Dentre os direitos do fornecedor, vale destacar os relacionados à troca de produtos. “O lojista não é obrigado a realizar troca de produto que esteja em perfeito estado de funcionamento ou uso, assim, nos casos de lojas de roupas e sapatos, a troca do produto por outro modelo, cor e tamanho é mera liberalidade da loja, logo, se a loja realiza troca deve esclarecer as condições e prazos e, igualmente, caso não realize troca de produtos sem defeitos, também deve informar”, alerta Suellen.

Em caso de compras na internet ou telefone, o consumidor possui o chamado Direito de Arrependimento, em que ele pode desistir da compra no prazo de sete dias a contar da data de recebimento do produto. “Compra em loja física não há direito de arrependimento. Isso porque o consumidor está analisando, vendo e experimentando o produto. Além disso, o fornecedor não é obrigado a conceder garantia contratual após o fim da garantia legal, que é a que chamamos de obrigatória com prazo 30 dias para bens não duráveis e 60 dias para bens duráveis”, aponta.

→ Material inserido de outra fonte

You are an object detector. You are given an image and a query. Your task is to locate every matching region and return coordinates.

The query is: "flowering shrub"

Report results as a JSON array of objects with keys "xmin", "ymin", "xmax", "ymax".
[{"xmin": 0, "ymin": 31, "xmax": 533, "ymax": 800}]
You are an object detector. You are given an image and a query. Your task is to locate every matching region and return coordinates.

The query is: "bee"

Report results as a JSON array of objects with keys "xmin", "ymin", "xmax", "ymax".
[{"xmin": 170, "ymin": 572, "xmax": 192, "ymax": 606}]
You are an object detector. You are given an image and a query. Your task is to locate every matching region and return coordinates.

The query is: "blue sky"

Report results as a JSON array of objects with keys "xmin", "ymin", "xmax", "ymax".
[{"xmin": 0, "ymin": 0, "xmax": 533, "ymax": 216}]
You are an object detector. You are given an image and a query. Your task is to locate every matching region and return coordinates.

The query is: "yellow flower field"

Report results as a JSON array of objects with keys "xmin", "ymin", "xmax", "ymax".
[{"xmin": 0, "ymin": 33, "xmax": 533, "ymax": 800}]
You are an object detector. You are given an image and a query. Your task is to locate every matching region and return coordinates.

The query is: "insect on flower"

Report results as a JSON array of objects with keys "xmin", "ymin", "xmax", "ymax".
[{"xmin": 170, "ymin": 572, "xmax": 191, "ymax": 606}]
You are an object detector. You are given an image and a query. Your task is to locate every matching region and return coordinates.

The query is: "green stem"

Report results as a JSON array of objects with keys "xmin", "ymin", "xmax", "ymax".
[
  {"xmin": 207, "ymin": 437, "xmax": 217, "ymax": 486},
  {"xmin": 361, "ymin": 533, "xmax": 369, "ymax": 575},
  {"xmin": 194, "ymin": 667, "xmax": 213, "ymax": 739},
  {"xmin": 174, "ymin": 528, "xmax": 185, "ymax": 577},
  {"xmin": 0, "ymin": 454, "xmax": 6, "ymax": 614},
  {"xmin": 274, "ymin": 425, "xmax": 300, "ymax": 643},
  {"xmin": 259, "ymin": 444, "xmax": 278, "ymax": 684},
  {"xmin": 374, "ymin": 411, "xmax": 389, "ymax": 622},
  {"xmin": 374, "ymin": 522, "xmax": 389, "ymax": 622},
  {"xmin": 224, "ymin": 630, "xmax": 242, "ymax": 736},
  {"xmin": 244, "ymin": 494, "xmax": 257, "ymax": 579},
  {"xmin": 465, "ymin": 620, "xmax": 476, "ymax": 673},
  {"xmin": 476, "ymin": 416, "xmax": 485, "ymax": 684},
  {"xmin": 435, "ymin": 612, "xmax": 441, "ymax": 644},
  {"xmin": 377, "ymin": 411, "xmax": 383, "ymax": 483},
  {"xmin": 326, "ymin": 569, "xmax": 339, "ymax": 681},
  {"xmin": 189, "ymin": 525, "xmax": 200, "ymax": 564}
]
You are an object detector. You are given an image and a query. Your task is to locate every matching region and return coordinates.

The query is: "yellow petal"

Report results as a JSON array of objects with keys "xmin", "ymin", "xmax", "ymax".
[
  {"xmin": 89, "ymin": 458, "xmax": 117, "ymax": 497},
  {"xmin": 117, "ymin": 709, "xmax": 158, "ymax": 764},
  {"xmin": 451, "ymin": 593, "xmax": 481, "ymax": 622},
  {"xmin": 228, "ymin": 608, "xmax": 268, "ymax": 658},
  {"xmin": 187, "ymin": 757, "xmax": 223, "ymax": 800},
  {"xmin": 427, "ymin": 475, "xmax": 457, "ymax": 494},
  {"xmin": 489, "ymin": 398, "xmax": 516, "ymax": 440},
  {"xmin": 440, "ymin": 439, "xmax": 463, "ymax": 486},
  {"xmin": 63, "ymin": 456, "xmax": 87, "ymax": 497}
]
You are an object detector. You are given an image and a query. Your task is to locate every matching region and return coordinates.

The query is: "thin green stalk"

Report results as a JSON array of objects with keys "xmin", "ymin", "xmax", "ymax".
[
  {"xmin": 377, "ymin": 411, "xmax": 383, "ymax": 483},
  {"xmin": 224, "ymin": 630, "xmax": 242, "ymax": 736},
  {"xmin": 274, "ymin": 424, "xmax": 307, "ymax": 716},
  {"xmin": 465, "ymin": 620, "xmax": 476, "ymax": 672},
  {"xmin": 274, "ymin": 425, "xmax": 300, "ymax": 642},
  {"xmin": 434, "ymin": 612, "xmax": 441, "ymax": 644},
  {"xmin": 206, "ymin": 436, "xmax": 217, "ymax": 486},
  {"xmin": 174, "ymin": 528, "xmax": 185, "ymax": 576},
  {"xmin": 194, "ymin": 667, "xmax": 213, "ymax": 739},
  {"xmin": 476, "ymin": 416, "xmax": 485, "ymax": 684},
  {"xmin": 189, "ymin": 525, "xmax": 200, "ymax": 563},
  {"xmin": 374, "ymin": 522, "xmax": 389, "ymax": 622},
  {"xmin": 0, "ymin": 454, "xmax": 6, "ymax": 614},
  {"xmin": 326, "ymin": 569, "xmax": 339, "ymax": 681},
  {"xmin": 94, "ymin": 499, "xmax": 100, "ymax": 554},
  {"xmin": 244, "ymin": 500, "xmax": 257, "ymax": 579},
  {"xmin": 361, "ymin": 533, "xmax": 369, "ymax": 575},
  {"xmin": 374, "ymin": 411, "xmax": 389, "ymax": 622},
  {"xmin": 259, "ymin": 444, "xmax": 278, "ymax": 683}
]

Vale destacar que o prazo de troca de produto sem defeito, quando previsto na loja, deve ser respeitado pelo consumidor. Se a permissão para troca é de 15 dias, não há obrigação de troca após o prazo. A advogada orienta que as condições e os prazos de troca sejam informados aos clientes – pode ser por meio de um cartaz afixado em local visível e de fácil constatação e, claro, com letras grandes e linguagem clara. Suellen esclarece ainda que o lojista pode se recusar a realizar a troca sem defeito, caso a etiqueta ou documento de troca não esteja presente e o produto não esteja em perfeito estado.

“Ainda sobre trocas, com exceção dos bens essenciais, como geladeira, fogão, por exemplo, o fornecedor não tem obrigação de troca imediata do produto, pois tem direito ao reparo do produto em assistência técnica nos casos de problemas durante o período de garantia legal ou contratual”, orienta Suellen.
Vale destacar que durante a garantia legal ou contratual, o fornecedor não tem obrigação de realizar reparo na loja/oficina a escolha do cliente.  A advogada explica que havendo loja conveniada ou própria o fornecedor pode fazer o conserto nela, não tendo qualquer obrigação de realizar o reparo no local solicitado pelo consumidor.

Venda de produtos com pequenos defeitos e avarias
A venda de produtos defeituosos não é proibida pelo CDC, no entanto, o vendedor deve informar o defeito específico e a redução de preço em razão dele. “Mostruários com arranhões, avarias, lâmpadas queimadas, bem como roupas e objetos com defeitos que não impossibilitem o uso e funcionamento podem ser vendidos sem problemas, mas é preciso informar tudo de maneira clara”, destaca a advogada.